Zauważalny od około miesiąca wzrost liczby infekcji wyraźnie przyspieszył w ostatnich 10 dniach. Zaledwie 6 września po raz pierwszy po okresie spowolnienia epidemii i rozpoczęciu luzowania restrykcji przekroczony został poziom 2000 nowych zakażeń w ciągu doby, w miniony piątek ich liczba była już większa niż 3000, zaś teraz zbliża się do granicy 4000.
W przedstawionych w środę danych niepokojąco wygląda sytuacja w każdej z czterech części Zjednoczonego Królestwa - w Anglii jest najwięcej nowych zakażeń od połowy kwietnia (3396), w Szkocji ich liczba jest dokładnie taka sama jak dzień wcześniej, a zarazem najwyższa od początku maja (267), w Walii - najwyższa od początku maja (199), a w Irlandii Północnej - druga najwyższa od końca kwietnia (129).

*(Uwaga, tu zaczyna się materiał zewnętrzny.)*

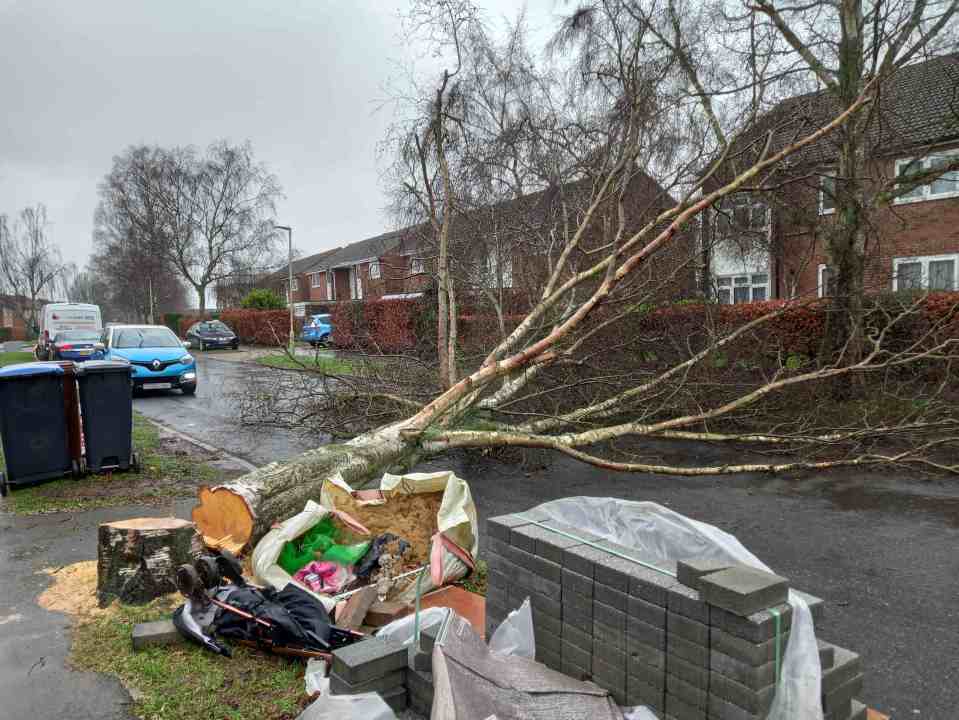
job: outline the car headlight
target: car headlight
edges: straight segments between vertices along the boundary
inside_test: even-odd
[[[181,365],[189,365],[191,362],[193,362],[192,355],[184,355],[183,357],[180,358]]]
[[[195,372],[185,372],[185,373],[183,373],[183,379],[184,379],[184,380],[196,380],[196,373],[195,373]]]

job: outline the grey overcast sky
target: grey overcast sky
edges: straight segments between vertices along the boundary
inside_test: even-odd
[[[480,0],[494,23],[521,0]],[[564,9],[528,0],[545,36]],[[387,229],[377,107],[419,56],[403,0],[0,0],[0,213],[47,205],[83,265],[97,183],[136,143],[249,140],[304,254]]]

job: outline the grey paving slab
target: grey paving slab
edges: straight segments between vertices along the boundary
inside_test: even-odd
[[[709,689],[709,668],[691,663],[679,655],[667,654],[666,672],[701,690]]]
[[[629,594],[666,607],[666,592],[677,583],[676,578],[656,570],[637,566],[629,578]]]
[[[677,615],[709,624],[709,605],[700,597],[698,590],[676,583],[666,593],[666,607]]]
[[[563,621],[563,632],[561,637],[571,645],[576,645],[577,647],[580,647],[590,653],[593,651],[592,628],[590,628],[589,632],[586,632],[575,625],[570,625],[566,621]]]
[[[361,683],[349,683],[335,672],[330,673],[330,692],[333,695],[358,695],[366,692],[386,692],[396,687],[404,687],[406,668],[375,677]]]
[[[591,595],[583,595],[567,588],[563,592],[563,607],[592,616],[593,598]]]
[[[586,650],[579,647],[578,645],[573,645],[572,643],[566,641],[565,639],[561,644],[560,655],[563,659],[563,663],[571,662],[578,667],[589,670],[593,667],[593,652],[592,650]]]
[[[667,690],[666,715],[676,720],[706,720],[706,708],[696,707],[687,702],[685,697],[679,697]]]
[[[666,631],[644,623],[639,618],[626,618],[626,635],[659,650],[666,649]],[[628,639],[627,639],[628,643]]]
[[[667,655],[678,655],[683,660],[707,667],[709,663],[709,648],[699,643],[689,642],[681,638],[676,633],[666,635],[666,653]],[[669,668],[669,658],[666,658],[666,667]]]
[[[792,626],[793,615],[792,606],[789,603],[781,603],[772,610],[760,610],[745,617],[711,605],[709,608],[709,624],[725,630],[730,635],[735,635],[752,643],[760,643],[775,636],[776,612],[779,613],[780,632],[788,632]]]
[[[175,645],[186,642],[172,620],[154,620],[133,626],[133,649]]]
[[[709,692],[707,690],[686,682],[678,675],[673,675],[668,671],[668,666],[666,672],[666,694],[673,695],[687,705],[703,711],[706,710],[707,700],[709,698]]]
[[[563,549],[563,567],[594,580],[596,564],[602,564],[607,557],[605,552],[589,545],[574,545]]]
[[[333,651],[333,672],[351,684],[372,680],[406,667],[405,645],[370,638]]]
[[[599,600],[593,600],[593,621],[619,632],[626,632],[626,613],[610,607]]]
[[[747,616],[786,602],[786,578],[739,565],[705,575],[699,581],[703,600],[736,615]]]
[[[833,645],[835,662],[822,674],[822,693],[828,695],[857,675],[862,674],[862,659],[852,650]]]
[[[626,653],[626,633],[601,622],[593,621],[593,653],[601,647],[612,647]]]
[[[710,648],[729,655],[736,660],[750,665],[765,665],[776,659],[777,640],[772,638],[762,643],[751,643],[716,627],[709,629]],[[779,638],[780,657],[786,652],[789,643],[789,633],[783,633]]]
[[[747,712],[761,715],[769,712],[773,697],[776,695],[776,686],[773,684],[753,689],[714,672],[710,675],[709,692],[719,695]]]
[[[593,578],[586,577],[585,575],[574,570],[570,570],[567,567],[563,568],[562,586],[564,591],[571,590],[579,593],[585,598],[592,600],[594,585],[595,582],[593,581]]]
[[[727,560],[709,560],[706,558],[694,558],[690,560],[680,560],[676,563],[676,579],[686,587],[699,589],[699,578],[703,575],[725,570],[731,563]]]
[[[827,715],[842,707],[862,692],[863,675],[850,678],[822,698],[822,711]]]
[[[608,585],[597,582],[593,586],[593,599],[625,613],[629,595],[621,590],[615,590]]]
[[[676,633],[681,638],[700,645],[709,644],[709,625],[674,612],[670,612],[667,616],[666,632]]]
[[[535,525],[533,526],[535,527]],[[554,583],[557,589],[560,587],[560,582],[562,580],[562,566],[558,563],[550,562],[545,558],[541,558],[539,555],[534,555],[531,552],[526,552],[518,547],[510,548],[510,555],[507,557],[519,565],[521,568],[538,575],[545,580],[548,580],[551,583]]]
[[[627,633],[626,652],[629,662],[641,663],[643,666],[663,670],[666,667],[666,652],[660,647],[650,645]]]
[[[626,614],[642,620],[653,627],[666,627],[666,608],[651,602],[629,595],[626,602]]]

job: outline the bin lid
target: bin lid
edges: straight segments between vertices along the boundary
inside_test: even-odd
[[[54,363],[28,362],[0,368],[0,380],[30,377],[31,375],[63,375],[63,368]]]
[[[129,375],[133,366],[125,360],[87,360],[77,367],[78,375],[93,375],[96,373],[123,373]]]

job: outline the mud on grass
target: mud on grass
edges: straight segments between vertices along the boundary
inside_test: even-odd
[[[33,485],[11,492],[0,508],[19,515],[91,510],[113,505],[162,504],[194,497],[200,485],[228,479],[208,464],[214,454],[180,440],[161,437],[157,427],[139,414],[133,417],[133,448],[140,472],[87,475]]]
[[[292,720],[308,704],[300,660],[242,646],[233,646],[232,658],[186,644],[134,652],[133,626],[169,616],[161,598],[80,618],[70,665],[117,676],[133,698],[132,712],[149,720]]]

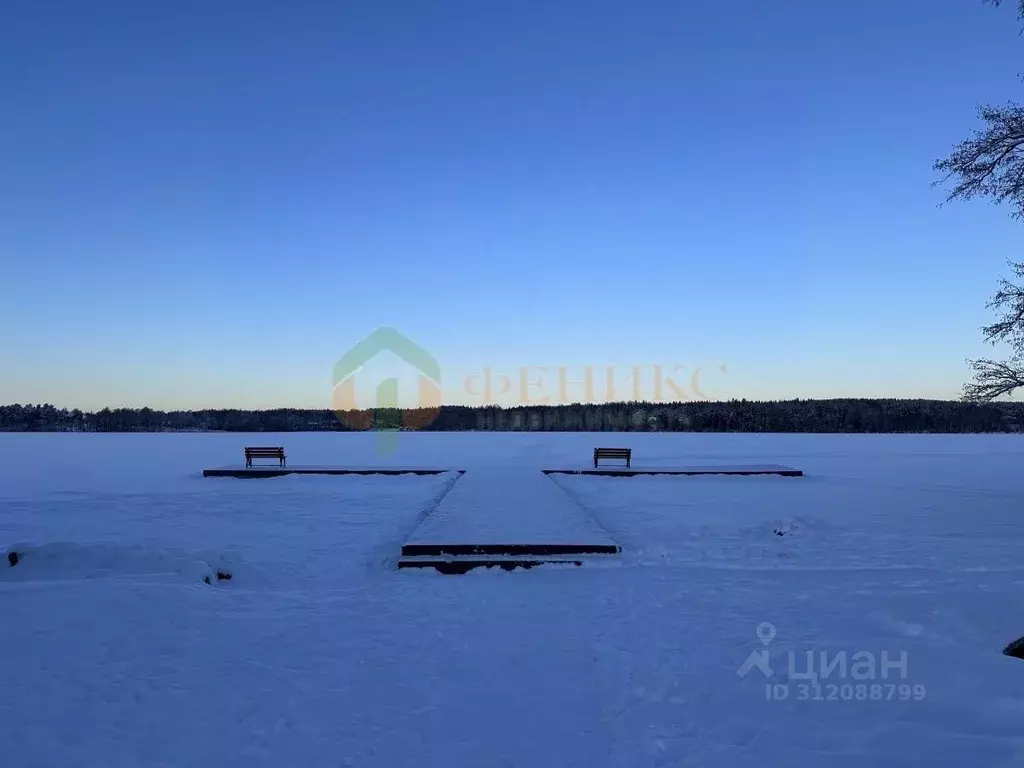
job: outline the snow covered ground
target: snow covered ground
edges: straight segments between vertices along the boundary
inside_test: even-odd
[[[1024,438],[398,437],[0,434],[0,765],[1024,765]],[[807,475],[552,475],[621,555],[442,576],[454,473],[200,476],[253,442]]]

W całym kraju łączna liczba infekcji SARS-CoV-2 wzrosła tym samym do 378 219, co jest 14. najwyższym wynikiem na świecie i czwartym w Europie - po Rosji, Hiszpanii i Francji.
Na dodatek wygląda, że nowe zachorowania zaczynają się przekładać na wzrost liczby zgonów na Covid-19. Wprawdzie nadal jest ich bez porównania mniej niż w szczycie epidemii, ale w sytuacji, gdy od początku sierpnia ich średnia z kolejnych siedmiu dni wynosiła 10-12, bilanse podane we wtorek i w środę - 27 i 20 zmarłych - mogą być niekojącym sygnałem.
Całkowity bilans ofiar śmiertelnych epidemii wynosi obecne 41 684, z czego 37 013 osób zmarło w Anglii, 2501 - w Szkocji, 1597 - w Walii, a 573 - w Irlandii Północnej. Pod względem liczby zgonów Wielka Brytania zajmuje piąte miejsce na świecie - za Stanami Zjednoczonymi, Brazylią, Indiami i Meksykiem.
Bilans nowych zgonów obejmuje wszystkie te, które zarejestrowano między godz. 17 w poniedziałek a godz. 17 we wtorek i które nastąpiły w ciągu 28 dni od potwierdzenia testem obecności koronawirusa, zaś bilans zakażeń dotyczy 24 godzin między godz. 9 we wtorek a godz. 9 w środę.
Według danych z wtorku, które nie uwzględniają Irlandii Północnej, w szpitalach przebywało 967 chorych na Covid-19.